SAP estimates its customer base at around 30,000 organisations running more than 100,000 separate installations. Its tally of NetWeaver deployments still numbers less than 5000, though, and the heavy majority of SAP's customers remain on its legacy R/3 client-server architecture rather than its newer mySAP applications, according to company and analyst estimates.
SAP executives said they anticipated a slow upgrade rate. "God forbid we would have had everybody migrating at the same time," the president of SAP's products and technology group, Shai Agassi, said. "We would have had a disaster on our hands."
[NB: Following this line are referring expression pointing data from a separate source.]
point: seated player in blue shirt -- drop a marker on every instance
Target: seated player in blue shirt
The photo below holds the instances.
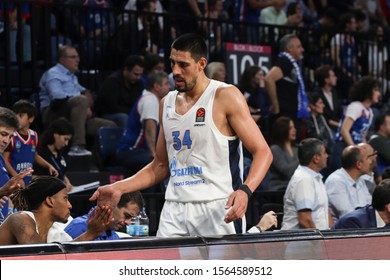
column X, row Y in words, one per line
column 129, row 206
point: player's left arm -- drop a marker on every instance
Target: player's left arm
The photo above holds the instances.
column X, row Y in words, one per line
column 232, row 104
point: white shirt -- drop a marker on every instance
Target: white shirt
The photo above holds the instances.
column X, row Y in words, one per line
column 305, row 191
column 345, row 194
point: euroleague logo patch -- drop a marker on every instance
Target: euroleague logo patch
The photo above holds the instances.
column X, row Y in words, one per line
column 200, row 114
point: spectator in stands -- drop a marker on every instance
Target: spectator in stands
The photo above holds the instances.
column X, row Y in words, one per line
column 21, row 152
column 327, row 80
column 148, row 30
column 61, row 95
column 190, row 10
column 216, row 70
column 128, row 207
column 42, row 203
column 305, row 201
column 374, row 215
column 54, row 139
column 374, row 177
column 9, row 123
column 275, row 14
column 285, row 153
column 380, row 140
column 15, row 28
column 346, row 190
column 377, row 56
column 386, row 173
column 120, row 90
column 344, row 54
column 285, row 86
column 268, row 220
column 152, row 62
column 373, row 10
column 357, row 118
column 137, row 147
column 213, row 29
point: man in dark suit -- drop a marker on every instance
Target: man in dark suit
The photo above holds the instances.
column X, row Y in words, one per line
column 375, row 215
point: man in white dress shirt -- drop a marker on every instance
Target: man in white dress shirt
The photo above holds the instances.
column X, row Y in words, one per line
column 346, row 188
column 305, row 200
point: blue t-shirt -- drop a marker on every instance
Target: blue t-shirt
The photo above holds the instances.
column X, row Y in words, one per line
column 79, row 225
column 4, row 178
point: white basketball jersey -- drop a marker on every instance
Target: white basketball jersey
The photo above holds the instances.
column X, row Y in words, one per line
column 204, row 164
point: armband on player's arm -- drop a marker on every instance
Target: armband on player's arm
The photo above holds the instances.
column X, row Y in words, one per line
column 246, row 189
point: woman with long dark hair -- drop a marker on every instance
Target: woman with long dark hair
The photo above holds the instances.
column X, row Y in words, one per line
column 54, row 139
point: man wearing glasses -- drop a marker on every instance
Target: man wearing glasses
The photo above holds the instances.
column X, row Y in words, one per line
column 61, row 95
column 345, row 187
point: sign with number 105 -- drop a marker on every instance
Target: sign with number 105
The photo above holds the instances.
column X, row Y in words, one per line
column 239, row 56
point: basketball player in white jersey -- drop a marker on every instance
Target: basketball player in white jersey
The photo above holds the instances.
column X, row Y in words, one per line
column 203, row 123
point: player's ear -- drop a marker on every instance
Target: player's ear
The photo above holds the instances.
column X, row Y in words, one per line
column 202, row 62
column 49, row 201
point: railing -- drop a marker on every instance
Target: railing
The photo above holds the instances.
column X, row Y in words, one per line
column 105, row 36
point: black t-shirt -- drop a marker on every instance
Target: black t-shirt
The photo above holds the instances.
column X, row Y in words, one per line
column 287, row 88
column 114, row 97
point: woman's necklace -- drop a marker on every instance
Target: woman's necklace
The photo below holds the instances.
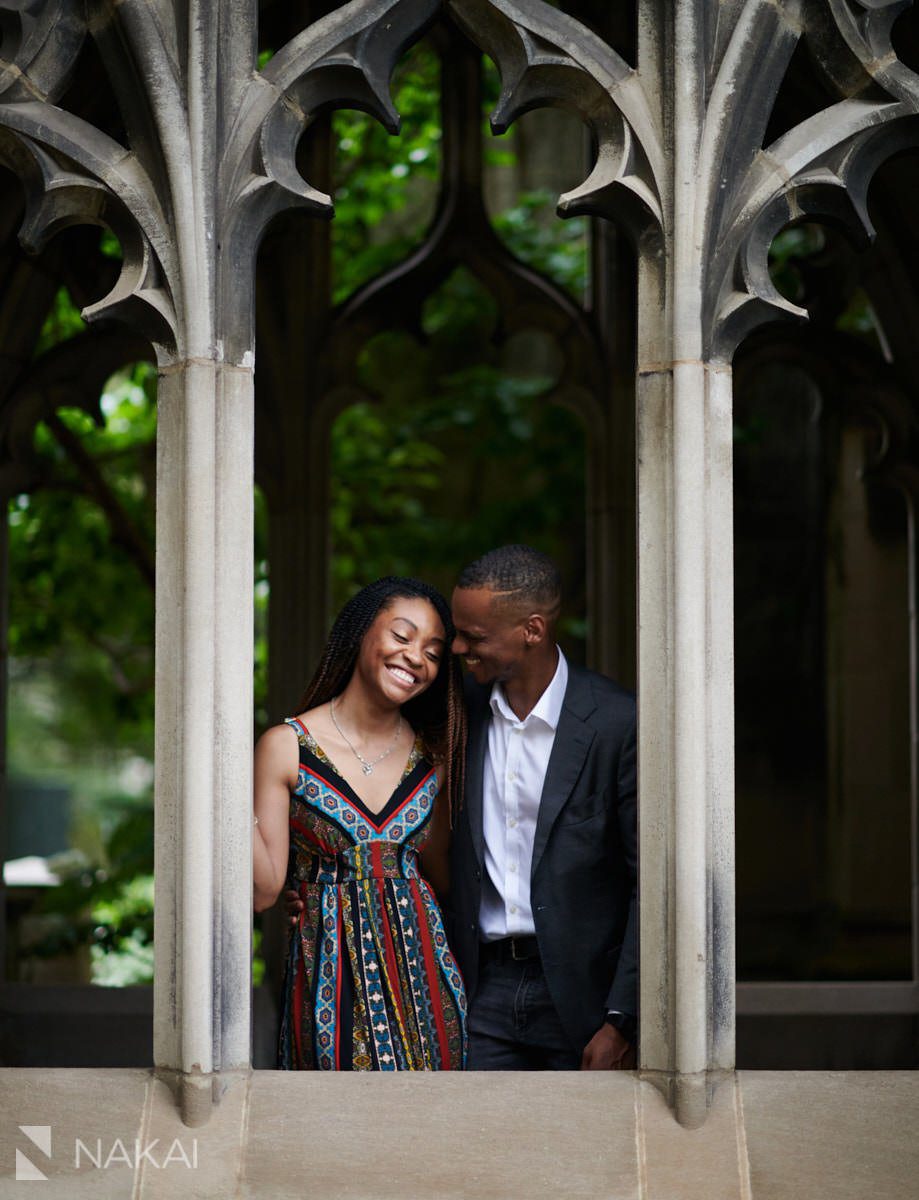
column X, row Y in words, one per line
column 366, row 765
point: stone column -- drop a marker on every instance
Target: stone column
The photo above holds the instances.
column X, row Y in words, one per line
column 203, row 727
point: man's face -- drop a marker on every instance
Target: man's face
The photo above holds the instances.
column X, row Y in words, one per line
column 490, row 637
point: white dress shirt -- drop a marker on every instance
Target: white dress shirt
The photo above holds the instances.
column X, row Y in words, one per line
column 515, row 771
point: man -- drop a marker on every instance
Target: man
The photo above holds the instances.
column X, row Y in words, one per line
column 542, row 899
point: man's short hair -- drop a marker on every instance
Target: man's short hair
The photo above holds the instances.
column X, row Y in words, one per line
column 518, row 575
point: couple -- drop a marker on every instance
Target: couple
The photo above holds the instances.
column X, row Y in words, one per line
column 526, row 827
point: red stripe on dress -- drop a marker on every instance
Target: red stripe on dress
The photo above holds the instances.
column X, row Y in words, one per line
column 395, row 979
column 338, row 990
column 299, row 995
column 433, row 975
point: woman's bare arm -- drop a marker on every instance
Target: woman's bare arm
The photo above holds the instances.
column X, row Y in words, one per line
column 275, row 777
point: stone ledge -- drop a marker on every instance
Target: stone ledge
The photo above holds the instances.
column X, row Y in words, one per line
column 770, row 1135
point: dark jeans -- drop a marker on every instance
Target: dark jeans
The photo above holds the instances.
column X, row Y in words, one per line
column 512, row 1023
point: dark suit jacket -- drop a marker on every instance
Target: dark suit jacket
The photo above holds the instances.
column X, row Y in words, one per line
column 584, row 856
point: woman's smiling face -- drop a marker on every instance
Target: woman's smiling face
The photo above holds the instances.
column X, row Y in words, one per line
column 402, row 651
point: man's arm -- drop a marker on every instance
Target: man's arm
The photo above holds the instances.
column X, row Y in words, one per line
column 612, row 1048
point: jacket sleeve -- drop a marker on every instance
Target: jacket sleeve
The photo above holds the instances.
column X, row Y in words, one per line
column 624, row 993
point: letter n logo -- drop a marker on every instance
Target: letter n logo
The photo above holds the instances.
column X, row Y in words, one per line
column 40, row 1137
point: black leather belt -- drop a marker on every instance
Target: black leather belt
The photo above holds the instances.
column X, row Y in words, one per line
column 517, row 949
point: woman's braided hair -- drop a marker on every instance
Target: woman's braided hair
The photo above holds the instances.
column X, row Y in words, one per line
column 438, row 714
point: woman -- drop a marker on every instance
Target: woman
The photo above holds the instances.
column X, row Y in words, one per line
column 348, row 793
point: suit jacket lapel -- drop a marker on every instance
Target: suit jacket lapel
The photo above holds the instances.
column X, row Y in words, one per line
column 476, row 745
column 568, row 757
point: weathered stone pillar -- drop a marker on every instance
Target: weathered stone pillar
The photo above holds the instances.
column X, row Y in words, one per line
column 203, row 726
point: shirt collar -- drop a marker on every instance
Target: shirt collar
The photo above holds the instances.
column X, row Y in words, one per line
column 546, row 709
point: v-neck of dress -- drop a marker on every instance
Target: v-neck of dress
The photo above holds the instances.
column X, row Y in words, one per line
column 377, row 819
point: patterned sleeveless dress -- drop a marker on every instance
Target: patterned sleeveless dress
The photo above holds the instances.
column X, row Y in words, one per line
column 370, row 983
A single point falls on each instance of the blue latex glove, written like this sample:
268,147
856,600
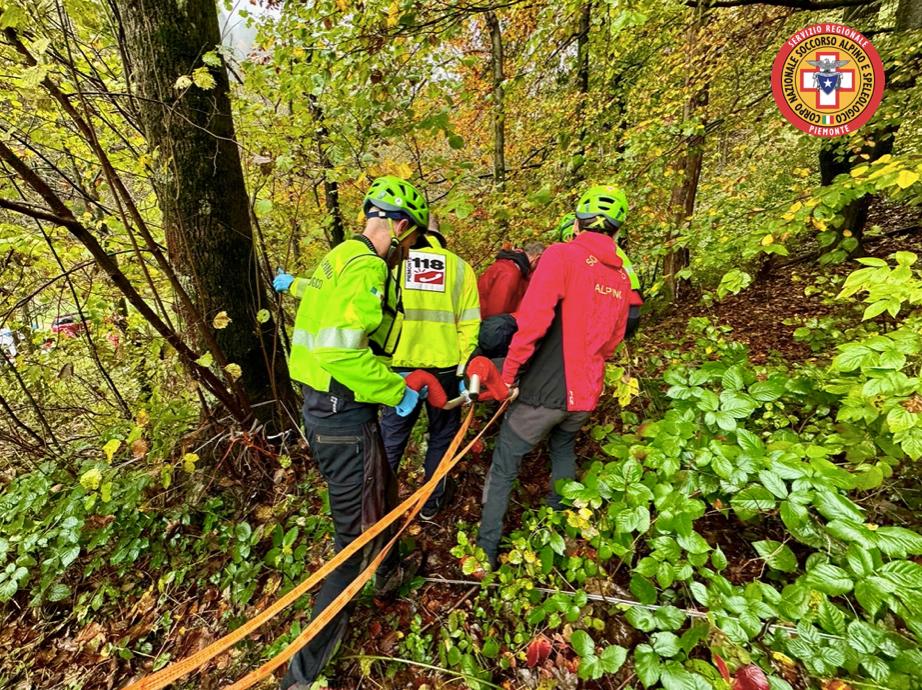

Still, SAP's adoption lag means that it's sinking significant development resources into enabling a technology shift customers may not embrace. "It's a big risk SAP is taking," ZapThink analyst, Jason Bloomberg, said. "SAP talks about NetWeaver like it's old technology, but most customers aren't there yet. Until recently, NetWeaver wasn't ready for prime time. R/3 customers are still thinking about NetWeaver."
All of the major applications vendors have adopted SOA strategies, but the promise of "more flexibility, easier integration" is one customers have heard before, Ovum analyst, David Mitchell, said. "SOA is supposed to give you the same flexibility as Java or CICS [Customer Information Control System] before that," he said. "Whether ESA can deliver on SAP's promise to make it easier to change is an open question."
Even as SAP works to break its software down into ever-smaller and more adaptable component chunks, it's confident its bulk will continue attracting customers. "We believe the market is shifting to buying industry-flavored suites," Agassi said. SAP's plan is to work closely with a large network of partners to customise its technology stack for every major industry.
One key advantage SAP has over other applications vendors is its deep expertise about its customers' businesses. As the industry's largest ERP vendor and the software provider for some of the world's most complex corporate ERP systems, SAP has business-process expertise that is unrivalled, Burton Group analyst, Anne Thomas Manes, said.
That knowledge will be useful as customers confront the business-process challenges of moving to an SOA, she predicted. Flexibility is attractive, but shaping IT systems around your business processes requires having a clear map of what those processes are, an often daunting task, Manes commented.
SAP is going full steam in its new architectural direction. In 2006, the company expects to work on another 6000 NetWeaver deployments and to release at least 500 more modeled enterprise services to join the initial 300 it turned loose last year. Its ESA Adoption Program, a methodology for simplifying the ESA transition, has attracted 250 customers so far.